The issue isn’t battleships vs aircraft carriers: the issue is control of the air.
Surface ships without air protection were vulnerable to air attack: the Japanese gave a very convincing demonstration of this early in the war, sinking two armored British warships (Repulse and Prince of Wales). And unlike Pearl Harbor, The British ships were at sea and underway, capable of maneuver and prepared for air defense. And yet they were sunk … quickly.
Carriers themselves were vulnerable to air attack – though they proved more durable than many expected. But they could also deliver offensive blows from hundreds of miles away, long before heavy ships had closed to within range of island objectives. So one of the primary tasks assigned to the fast carrier forces was the destruction and suppression of enemy air forces. The fast carriers would sweep in ahead of the landing and bombardment forces, seize control of the air, and maintain control of the air until local ground-based forces could take over. This kind of offensive strike was the best possible defense, both for the carriers and the heavy ships.

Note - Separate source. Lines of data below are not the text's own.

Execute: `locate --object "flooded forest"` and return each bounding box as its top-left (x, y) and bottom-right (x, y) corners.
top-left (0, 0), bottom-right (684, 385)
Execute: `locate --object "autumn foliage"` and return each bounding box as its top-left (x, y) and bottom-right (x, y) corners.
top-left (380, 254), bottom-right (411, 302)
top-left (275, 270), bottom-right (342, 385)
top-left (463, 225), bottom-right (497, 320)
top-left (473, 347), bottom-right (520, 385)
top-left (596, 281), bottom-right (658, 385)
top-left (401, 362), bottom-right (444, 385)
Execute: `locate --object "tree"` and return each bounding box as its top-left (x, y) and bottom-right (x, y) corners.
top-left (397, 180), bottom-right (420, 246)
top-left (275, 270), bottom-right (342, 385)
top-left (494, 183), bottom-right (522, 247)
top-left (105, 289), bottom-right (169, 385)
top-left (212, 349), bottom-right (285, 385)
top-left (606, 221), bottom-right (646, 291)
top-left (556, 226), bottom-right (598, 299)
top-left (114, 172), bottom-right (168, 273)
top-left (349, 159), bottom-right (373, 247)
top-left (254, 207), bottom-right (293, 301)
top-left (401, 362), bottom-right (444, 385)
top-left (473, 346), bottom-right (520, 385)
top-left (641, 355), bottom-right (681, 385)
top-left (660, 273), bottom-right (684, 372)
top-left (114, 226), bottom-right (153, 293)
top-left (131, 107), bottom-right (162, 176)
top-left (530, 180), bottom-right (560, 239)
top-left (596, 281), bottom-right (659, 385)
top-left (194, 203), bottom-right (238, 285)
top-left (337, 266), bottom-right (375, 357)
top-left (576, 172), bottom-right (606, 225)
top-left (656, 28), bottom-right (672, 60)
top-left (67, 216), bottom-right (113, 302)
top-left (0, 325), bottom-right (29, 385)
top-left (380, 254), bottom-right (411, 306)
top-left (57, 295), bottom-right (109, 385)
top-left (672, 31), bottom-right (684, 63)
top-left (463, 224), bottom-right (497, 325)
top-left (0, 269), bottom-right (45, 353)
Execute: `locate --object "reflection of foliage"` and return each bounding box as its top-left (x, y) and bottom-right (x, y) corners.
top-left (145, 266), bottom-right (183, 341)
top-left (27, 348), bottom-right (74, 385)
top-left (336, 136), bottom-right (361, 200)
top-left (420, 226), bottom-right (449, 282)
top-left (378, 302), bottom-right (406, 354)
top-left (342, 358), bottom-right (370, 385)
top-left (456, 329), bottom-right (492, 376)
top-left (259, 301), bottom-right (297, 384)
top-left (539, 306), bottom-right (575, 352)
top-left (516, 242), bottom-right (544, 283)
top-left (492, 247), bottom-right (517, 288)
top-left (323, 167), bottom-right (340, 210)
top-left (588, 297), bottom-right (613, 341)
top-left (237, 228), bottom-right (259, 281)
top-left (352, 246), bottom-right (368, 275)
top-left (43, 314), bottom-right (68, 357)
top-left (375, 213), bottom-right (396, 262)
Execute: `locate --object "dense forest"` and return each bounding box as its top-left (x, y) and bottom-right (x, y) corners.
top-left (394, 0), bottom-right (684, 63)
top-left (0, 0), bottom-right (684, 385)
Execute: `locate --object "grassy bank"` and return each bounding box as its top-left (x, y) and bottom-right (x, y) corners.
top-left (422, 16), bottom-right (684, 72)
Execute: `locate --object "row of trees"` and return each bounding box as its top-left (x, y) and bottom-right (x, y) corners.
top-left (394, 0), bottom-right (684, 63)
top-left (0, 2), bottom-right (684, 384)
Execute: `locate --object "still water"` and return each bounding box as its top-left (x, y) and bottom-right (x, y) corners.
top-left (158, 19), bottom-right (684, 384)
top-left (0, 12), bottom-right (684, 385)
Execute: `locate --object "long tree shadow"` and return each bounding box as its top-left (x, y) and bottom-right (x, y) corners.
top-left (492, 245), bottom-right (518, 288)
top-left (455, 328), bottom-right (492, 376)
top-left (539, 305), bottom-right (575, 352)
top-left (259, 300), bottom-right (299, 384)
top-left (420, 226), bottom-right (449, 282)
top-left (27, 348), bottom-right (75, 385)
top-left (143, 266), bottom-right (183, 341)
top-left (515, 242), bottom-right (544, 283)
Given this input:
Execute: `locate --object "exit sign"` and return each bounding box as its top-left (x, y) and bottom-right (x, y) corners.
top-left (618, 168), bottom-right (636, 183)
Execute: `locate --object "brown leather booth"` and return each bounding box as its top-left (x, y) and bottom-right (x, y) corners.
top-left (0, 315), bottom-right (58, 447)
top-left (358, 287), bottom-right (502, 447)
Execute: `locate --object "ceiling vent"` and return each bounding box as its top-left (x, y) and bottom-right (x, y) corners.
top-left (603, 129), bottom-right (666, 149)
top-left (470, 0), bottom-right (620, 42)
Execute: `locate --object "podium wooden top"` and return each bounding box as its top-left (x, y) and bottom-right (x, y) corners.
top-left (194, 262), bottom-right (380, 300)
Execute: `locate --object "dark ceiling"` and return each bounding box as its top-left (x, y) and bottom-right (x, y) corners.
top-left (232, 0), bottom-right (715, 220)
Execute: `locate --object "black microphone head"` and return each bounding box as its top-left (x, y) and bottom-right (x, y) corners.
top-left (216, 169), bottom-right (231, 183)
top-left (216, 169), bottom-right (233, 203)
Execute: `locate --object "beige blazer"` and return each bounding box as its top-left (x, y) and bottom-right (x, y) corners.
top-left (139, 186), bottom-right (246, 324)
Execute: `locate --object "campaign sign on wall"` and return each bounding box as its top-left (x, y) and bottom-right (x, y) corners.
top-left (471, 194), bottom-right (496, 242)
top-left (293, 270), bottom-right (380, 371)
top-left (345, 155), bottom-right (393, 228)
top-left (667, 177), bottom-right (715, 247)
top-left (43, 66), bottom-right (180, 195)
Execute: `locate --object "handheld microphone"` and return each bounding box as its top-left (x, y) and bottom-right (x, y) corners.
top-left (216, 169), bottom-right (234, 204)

Carriers and battleships were fundamentally different weapons. A heavy ship could only throw its ordnance a few miles; a carrier could strike targets hundreds of miles away. A heavy ship had to stay in close proximity to its objective. A carrier 200 or 250 miles out had thousands of square miles of sea to disappear into, and would still be in striking range of its targets. The fleet carriers held the edge in terms of raw speed and maneuverability. And they were more difficult to put out of action than anticipated. A ship that’s hard to find, hard to hit, and capable of delivering heavy blows from hundreds of miles away is a formidable weapon.
The quick fix for these facts is the optiional rule “Air Supremacy”:
Air Supremacy
Fighters attack or defend in the opening fire step of combat if no enemy fighters are present or remain in combat.